Every time I hear the name Ralph "The Piously Self-Ordained" Reed, I think of the character played by Rob Lowe in the movie, "Contact," starring Jodi Foster. Rob Lowe was a clear dead-ringer, looks-wise, for a thinly veiled stand in for Reed. I liked the way the writers and director presented his character. There was just enough religiosity to see what appeals to the fundamentalist, Christian right; and there was just enough oozing self-righteous to expose him as a self-serving hypocrite.


Lindsay,

Great reporting.

Wasn't Matthew McConaughey playing the spiritual adviser in Contact?

Regardless...One should not be surprised to find John McCain reaching to the bottom of the republican barrel for money and political freebies. It's par for the course.

This election is probably McCain's last honest shot at the White House and no one can hold him back. He'll do whatever it takes, even if it means getting into bed with Ralph Reed and losing character points with those of us who remember his term as Indian Affairs Chairman. (How fast do collective memories evaporate? I guess the answer is one election cycle or less. I am not so sure that McCain would have had the guts or political expediency to ask for Ralph Reed's assistance two years ago.)

What's McCain hiding? He's probably hiding more accomplices to Abramhoff's schemes. If McCain could keep the damage to a few 'bad apples', and allow the rest of the complicit republicans who participated (and have yet to be questioned/charged) from getting into trouble or undue media attention then that must be considered a win. Now that McCain is running for president, all of this can be neatly swept under the rug. Kudos to the democrats for bringing this out into the open once again. I never felt comfortable with the findings of the Indian Affairs committee when McCain was running the show. Perhaps it's time for Sen. Byron Dorgan to reopen the investigation, and finish what John McCain was unable or unwilling to do.

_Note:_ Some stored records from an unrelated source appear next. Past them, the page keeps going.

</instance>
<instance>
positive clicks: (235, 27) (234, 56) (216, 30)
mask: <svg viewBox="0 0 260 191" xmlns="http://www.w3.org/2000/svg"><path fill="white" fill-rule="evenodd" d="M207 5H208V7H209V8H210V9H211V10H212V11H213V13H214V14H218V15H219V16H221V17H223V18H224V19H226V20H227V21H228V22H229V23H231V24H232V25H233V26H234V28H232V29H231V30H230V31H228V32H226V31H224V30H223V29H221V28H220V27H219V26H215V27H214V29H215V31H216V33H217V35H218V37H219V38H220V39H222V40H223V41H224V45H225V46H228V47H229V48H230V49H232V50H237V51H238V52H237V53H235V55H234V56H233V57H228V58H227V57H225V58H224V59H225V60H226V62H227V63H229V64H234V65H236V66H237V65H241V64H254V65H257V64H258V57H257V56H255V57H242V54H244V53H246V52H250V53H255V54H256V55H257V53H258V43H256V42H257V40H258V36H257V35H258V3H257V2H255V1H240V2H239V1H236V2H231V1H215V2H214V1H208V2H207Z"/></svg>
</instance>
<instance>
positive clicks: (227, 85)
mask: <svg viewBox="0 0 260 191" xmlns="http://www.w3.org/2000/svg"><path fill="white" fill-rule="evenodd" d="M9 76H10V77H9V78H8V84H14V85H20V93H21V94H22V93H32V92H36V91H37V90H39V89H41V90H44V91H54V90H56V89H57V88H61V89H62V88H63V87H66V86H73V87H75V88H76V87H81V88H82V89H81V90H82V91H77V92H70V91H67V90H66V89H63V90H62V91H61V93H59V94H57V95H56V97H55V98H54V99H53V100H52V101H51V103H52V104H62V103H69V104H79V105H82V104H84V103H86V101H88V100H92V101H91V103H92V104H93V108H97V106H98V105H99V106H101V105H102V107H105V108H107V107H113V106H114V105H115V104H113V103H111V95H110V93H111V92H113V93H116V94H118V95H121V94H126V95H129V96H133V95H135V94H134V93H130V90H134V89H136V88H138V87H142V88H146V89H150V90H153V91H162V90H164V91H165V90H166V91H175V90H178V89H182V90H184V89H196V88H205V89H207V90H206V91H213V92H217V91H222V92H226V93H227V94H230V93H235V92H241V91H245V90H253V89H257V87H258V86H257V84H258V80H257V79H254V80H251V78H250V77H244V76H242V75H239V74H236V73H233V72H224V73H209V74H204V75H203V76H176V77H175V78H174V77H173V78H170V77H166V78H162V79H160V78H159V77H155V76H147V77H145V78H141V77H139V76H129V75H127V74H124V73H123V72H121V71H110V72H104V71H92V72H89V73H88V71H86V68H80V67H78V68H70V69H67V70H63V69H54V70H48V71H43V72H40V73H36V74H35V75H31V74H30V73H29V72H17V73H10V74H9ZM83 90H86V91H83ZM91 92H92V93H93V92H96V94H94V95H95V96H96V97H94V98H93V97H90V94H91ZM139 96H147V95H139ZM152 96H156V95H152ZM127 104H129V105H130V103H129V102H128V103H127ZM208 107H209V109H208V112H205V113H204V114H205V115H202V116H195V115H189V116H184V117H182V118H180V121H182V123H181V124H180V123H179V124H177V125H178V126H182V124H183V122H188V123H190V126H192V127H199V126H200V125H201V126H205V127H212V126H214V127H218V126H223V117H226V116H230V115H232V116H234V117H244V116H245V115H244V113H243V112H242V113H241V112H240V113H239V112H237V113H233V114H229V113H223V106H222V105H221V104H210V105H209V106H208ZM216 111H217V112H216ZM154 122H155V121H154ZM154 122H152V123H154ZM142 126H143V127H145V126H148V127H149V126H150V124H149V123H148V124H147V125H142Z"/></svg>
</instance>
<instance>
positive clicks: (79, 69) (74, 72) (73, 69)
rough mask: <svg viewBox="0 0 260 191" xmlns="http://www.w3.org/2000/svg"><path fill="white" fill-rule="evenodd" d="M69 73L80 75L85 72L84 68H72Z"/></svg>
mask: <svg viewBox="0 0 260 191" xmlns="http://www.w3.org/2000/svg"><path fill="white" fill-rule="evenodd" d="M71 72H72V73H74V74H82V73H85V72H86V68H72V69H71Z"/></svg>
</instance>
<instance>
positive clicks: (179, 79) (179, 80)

I think Mr. Woodhouse hit is right on with his analysis, despite Mr. Waxman's disagreement.

Thanks for sharing the notes, Lindsey.


revenantive,

Matthew McConaughey was miscast as a theologian/spiritual adviser who had the hots for Jodi Foster's character.

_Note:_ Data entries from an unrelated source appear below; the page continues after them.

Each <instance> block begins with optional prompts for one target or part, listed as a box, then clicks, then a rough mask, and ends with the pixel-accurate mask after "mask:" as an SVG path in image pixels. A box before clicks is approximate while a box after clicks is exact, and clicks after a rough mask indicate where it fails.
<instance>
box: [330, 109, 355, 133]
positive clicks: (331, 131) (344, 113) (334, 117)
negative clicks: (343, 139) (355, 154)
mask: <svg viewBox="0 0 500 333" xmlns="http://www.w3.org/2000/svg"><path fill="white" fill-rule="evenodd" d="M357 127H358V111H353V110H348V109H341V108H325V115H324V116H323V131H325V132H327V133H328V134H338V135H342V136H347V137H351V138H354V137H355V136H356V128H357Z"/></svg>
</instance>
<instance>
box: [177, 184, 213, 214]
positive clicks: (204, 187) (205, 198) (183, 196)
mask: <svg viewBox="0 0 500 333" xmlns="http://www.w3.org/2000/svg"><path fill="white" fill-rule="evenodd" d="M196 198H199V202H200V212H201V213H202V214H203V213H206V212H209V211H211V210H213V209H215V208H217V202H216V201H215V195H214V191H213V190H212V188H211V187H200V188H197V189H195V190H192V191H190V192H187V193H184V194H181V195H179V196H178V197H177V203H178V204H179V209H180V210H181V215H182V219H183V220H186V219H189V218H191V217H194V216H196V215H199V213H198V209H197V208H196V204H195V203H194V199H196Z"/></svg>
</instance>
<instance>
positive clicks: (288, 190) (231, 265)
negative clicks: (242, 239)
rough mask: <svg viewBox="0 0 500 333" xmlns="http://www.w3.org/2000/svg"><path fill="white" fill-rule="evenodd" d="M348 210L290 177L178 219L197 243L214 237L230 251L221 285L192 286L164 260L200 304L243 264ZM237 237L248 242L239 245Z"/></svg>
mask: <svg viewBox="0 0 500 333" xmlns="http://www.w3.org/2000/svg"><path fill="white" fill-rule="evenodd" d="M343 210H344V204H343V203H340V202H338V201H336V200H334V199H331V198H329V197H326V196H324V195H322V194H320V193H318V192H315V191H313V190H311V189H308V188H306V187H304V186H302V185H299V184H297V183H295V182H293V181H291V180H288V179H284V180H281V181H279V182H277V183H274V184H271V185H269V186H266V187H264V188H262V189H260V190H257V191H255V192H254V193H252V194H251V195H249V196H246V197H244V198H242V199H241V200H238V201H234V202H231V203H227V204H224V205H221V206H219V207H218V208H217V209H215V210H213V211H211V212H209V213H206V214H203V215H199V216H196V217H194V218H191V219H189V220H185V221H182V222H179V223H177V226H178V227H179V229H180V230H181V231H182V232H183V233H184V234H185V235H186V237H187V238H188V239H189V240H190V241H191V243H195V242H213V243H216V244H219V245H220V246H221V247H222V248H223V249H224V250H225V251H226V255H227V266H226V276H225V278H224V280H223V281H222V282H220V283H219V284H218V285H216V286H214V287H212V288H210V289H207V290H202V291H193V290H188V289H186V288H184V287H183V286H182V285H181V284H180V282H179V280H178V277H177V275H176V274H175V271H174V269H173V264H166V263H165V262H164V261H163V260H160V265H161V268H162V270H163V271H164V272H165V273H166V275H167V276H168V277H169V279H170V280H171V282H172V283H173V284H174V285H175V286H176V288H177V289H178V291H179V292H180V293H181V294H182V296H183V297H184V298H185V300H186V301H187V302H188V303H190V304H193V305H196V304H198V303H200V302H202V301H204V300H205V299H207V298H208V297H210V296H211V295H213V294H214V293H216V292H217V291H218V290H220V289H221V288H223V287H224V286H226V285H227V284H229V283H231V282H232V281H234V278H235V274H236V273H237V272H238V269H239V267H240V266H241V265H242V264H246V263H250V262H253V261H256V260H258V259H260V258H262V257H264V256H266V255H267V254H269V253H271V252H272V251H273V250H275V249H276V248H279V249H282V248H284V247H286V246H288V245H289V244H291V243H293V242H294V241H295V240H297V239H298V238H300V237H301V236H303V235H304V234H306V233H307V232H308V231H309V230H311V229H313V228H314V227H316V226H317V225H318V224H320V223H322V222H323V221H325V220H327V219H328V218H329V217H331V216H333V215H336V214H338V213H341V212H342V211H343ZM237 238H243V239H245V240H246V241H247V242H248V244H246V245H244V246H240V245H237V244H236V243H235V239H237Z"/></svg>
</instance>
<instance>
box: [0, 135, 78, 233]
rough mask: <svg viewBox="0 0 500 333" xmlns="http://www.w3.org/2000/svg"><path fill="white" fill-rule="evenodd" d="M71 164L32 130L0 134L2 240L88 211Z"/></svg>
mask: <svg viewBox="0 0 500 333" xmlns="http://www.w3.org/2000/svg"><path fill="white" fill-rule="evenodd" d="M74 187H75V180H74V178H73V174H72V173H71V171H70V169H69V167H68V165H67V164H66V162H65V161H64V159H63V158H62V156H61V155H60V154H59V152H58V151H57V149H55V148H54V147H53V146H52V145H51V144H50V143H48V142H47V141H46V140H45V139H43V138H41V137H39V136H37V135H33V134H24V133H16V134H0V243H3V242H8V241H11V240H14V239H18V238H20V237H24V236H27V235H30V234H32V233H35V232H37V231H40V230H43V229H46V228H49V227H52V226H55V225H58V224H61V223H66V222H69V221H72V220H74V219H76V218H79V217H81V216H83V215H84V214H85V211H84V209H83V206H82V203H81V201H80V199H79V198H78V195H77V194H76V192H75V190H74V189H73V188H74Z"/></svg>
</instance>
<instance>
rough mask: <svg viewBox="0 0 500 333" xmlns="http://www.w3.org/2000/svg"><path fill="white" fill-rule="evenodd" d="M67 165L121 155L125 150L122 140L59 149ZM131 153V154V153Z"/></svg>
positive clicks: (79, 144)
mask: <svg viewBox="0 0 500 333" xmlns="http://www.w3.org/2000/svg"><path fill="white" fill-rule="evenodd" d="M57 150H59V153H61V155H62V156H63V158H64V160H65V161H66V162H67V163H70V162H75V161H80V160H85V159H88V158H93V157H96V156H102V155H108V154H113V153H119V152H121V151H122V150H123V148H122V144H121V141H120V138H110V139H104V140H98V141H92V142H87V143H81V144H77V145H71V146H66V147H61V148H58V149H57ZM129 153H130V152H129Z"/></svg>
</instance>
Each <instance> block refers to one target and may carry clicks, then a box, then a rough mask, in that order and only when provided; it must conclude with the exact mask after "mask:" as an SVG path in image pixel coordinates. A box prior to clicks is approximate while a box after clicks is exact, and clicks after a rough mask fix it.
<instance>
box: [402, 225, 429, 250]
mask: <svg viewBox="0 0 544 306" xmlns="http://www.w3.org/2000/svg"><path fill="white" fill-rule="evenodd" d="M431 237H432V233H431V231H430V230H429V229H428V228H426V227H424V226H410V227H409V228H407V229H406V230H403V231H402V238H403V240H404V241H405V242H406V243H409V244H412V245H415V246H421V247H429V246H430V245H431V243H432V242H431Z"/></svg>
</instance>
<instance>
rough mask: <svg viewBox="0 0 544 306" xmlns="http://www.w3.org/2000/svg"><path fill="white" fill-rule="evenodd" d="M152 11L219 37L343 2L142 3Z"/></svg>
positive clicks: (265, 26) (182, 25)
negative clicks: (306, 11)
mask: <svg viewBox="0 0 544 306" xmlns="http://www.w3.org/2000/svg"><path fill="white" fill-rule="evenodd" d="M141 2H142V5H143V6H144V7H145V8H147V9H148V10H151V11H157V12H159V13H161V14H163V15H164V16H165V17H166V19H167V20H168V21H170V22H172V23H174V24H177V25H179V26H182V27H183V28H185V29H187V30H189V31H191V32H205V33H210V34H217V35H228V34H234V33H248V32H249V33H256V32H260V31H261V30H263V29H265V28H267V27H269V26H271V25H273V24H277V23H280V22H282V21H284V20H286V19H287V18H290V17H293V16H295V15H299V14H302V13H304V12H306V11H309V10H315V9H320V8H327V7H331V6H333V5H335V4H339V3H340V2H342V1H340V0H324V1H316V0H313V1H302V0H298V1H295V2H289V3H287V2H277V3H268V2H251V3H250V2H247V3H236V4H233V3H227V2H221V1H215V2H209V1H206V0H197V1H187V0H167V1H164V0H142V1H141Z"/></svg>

Rob Lowe's character was an influential power broker who spoke for the equivalent of Ralph "God blessed me" Reed's Christian Coalition.

My favorite part of the movie was the action sequence beginning with Jodi Foster's first detection of a nonrandom signal through her headset and then calling it in to her crew.

My favorite line was, "Not if they use their laser blasters and photon torpedos."

Nice work LB. In the interest of fair and balanced blogging however, Mr. Reed -the evangelical Dorian Gray- should also be heard. (8/8/04 at Grace Baptist Church Hiram, GA. Scroll down to Ralph Reed.)

Not exactly a reverend Wright firebrand - Reed's sermon is predictable, interminable, almost as thrilling as lukewarm oatmeal.

Ralph Reed is so sleazy, so dirty. Yet he comes off so clean when they give him air or print space. Abramoff knew he was hiring the right guy, when he asked Ralph to be his cutout/hitman in the 1999 Choctaw deal.

The documents McCain quashed when he was running Indian Affairs will never see the light of day. Not only in Reed's and Abramoff's dealings with the tribes, but in many other areas.

Working on Tlingit Alaskan Diane Benson's U.S. house campaigns for the past 26 months, I've seen so many layers of disdain for Native Americans, Native Alaskans. Especially for Native American women. It is different from American prejudice toward Blacks, Latinos, Arabs, etc.

Back to Reed's persistant reappearances - he's slick, he remains connected. And, tonight, on CNN, both presidential candidates kicked off their debate/forum regime at an eliminationist megachurch, hugging a pastor who welcomes Nigerian and Ugandan clergy who fund hunting expeditions that kill hundreds of non-Christian people.